DeSantis, who rarely speaks without reminding listeners that he won reelection by a margin of almost 20%, is on a coast-to-coast tour to court Republican voters and contributors.
He spoke to conservative donors in Florida on Thursday and Texas Republicans on Friday. He’s scheduled to speak at the Reagan Presidential Library in Simi Valley on Sunday and at a GOP fundraiser in Orange County on Sunday night. He’s reportedly planning trips to Iowa and New Hampshire, the first caucus and primary states.
DeSantis’ goal appears straightforward: He hopes to become the consensus alternative to his party’s presumptive front-runner, former President Trump.
He’s already succeeding. Public opinion polls, which at this point are entertaining but not predictive, show DeSantis firmly in second place — in a race he hasn’t entered.
“It’s unusual that you have two people so clearly out front at this early stage,” GOP strategist Alex Conant told me, referring to DeSantis and Trump. “That’s going to make it hard for other potential candidates to make any headway.”
DeSantis has bootstrapped his way to the top of the conservative heap by casting himself as a bare-knuckled brawler in the culture wars.
During the pandemic, he derided Dr. Anthony Fauci and ordered Florida’s schools to reopen before most other states did. He chartered a jet to dump Venezuelan asylum seekers on the mostly liberal enclave of Martha’s Vineyard, Mass. He enacted a law to ban teachers from discussing sexual orientation before the fourth grade (known by its opponents as “Don’t Say Gay”). When Disney executives criticized the law, he denounced them as “woke” and stripped Disney World of its status as a self-governing district.
Fox News hailed him as a hero. And to many GOP donors and voters, he began to look like a potential fusion candidate — militant enough to appeal to Trump fans, but conventional enough for Republicans tired of the former president’s chaotic style.
Trump noticed with mounting anger.
He dubbed DeSantis, whom he once endorsed, as “Ron DeSanctimonious.”
He attacked DeSantis for supporting cuts in future spending on Social Security and Medicare, a position that was conservative orthodoxy before Trump disavowed it in 2016.
“People are finding out that he wanted to cut Social Security and raise the minimum age to at least 70,” Trump wrote on his social media feed last week. “He is a wheelchair over the cliff kind of guy.”
That was an apparent reference to a 2011 Democratic campaign ad that portrayed then-Rep. Paul D. Ryan, who was chairman of the House Budget Committee, tossing a white-haired lady off a mountain.
DeSantis wisely avoided trading insults with the most accomplished mudslinger in modern politics. “It’s silly season,” he said.
But Trump’s attacks are unlikely to stop there.
“The question is: Does any of it stick, and how does DeSantis handle it?” Conant said.

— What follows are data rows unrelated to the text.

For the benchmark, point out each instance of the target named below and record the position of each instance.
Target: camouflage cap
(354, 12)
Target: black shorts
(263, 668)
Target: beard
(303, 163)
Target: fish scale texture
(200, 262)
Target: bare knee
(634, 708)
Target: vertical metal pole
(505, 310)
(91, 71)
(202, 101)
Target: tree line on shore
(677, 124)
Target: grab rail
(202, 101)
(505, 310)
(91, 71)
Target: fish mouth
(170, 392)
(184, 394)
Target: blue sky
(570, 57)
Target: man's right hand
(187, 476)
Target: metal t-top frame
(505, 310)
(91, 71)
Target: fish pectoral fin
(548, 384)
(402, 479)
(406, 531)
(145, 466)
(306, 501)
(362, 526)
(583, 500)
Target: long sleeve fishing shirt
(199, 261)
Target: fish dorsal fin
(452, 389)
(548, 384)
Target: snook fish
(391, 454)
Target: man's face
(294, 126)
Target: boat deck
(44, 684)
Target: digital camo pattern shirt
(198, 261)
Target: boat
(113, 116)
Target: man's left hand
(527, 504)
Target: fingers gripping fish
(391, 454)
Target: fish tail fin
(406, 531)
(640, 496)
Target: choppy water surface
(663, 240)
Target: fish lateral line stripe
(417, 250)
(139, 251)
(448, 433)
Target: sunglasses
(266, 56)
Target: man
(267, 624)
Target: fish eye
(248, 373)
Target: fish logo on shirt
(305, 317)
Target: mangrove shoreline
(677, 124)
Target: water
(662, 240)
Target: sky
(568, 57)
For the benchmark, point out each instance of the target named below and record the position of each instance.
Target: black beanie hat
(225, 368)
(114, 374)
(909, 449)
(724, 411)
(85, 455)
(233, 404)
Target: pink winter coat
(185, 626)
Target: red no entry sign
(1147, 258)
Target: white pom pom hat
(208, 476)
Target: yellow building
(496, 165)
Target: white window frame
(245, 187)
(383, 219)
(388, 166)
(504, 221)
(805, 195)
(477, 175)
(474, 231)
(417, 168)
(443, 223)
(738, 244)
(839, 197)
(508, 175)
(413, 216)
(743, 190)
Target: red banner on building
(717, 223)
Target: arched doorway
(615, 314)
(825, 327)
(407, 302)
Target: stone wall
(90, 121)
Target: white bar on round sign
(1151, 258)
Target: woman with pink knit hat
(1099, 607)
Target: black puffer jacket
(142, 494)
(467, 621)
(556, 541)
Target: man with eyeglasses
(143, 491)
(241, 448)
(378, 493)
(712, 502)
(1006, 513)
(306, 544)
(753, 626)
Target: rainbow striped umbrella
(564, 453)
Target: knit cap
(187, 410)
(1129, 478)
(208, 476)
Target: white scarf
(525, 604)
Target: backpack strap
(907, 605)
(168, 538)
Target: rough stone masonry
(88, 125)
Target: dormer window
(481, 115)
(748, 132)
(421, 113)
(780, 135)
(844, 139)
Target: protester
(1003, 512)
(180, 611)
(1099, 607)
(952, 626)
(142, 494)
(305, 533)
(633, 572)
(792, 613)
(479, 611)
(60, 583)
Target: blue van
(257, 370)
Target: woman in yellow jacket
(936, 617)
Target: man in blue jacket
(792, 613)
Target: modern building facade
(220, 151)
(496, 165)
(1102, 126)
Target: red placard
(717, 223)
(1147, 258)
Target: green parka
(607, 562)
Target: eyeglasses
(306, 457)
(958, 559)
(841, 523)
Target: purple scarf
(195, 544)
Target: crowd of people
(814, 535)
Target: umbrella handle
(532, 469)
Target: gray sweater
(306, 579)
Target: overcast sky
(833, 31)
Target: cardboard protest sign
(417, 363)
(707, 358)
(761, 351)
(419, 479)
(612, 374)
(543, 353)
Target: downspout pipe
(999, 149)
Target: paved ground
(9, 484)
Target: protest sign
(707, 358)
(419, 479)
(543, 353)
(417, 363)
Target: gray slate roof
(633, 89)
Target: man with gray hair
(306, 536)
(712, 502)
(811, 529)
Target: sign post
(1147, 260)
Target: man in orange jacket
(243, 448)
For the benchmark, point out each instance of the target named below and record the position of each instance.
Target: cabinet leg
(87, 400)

On one point, Trump was mostly right. When DeSantis ran for Congress in 2012, he argued that the Social Security retirement age should be raised from 67 to 70.
In the face of Trump’s offensive, DeSantis retreated. “We’re not going to mess with Social Security,” he told Fox News last week.
DeSantis hasn’t been as nimble on a second test: figuring out a coherent position on the war in Ukraine.
As a hawkish congressman in 2014, he criticized then-President Obama for failing to send weapons to Kyiv. “When someone like [Russian President Vladimir] Putin sees Obama being indecisive, I think that whets his appetite to cause more trouble,” he said.
But last month, DeSantis criticized President Biden for sending Ukraine too much aid. “They have, effectively, a blank-check policy,” he complained inaccurately. “I don’t think it’s in our interest to be … getting involved over things like the borderlands or over Crimea.”
If there was a guiding principle there, it was hard to find — unless it was merely opposing a Democratic president.
DeSantis still has a few months to work on his positions. But he’ll face a full-scale test in August, when Republicans have scheduled their first presidential debate.
It’s likely to be a tough one, because every other candidate will be gunning for him — not only Trump, but all the others, since they want to take DeSantis’ place as the leading alternative.
If DeSantis stumbles, several understudies may vie to replace him: former South Carolina Gov. Nikki Haley, former Vice President Mike Pence, Sen. Tim Scott (R-S.C.) and perhaps others.
And non-Trump Republicans will again face the challenge of coalescing around a single alternative, mindful of their experience in 2016 when a large, fragmented field helped Trump win the nomination.
It may be a cliche, but it’s true: The stakes in this campaign go beyond choosing a nominee. The race will determine the future of America’s conservative party.
If the GOP is still defined by allegiance to Trump, as it was in 2016 and 2020, then he’ll be its nominee.
If most Republicans want to move beyond Trump to a less chaotic version of conservatism — or merely want a candidate who seems more electable — DeSantis has made himself a logical choice.
But first he has to survive the next six months.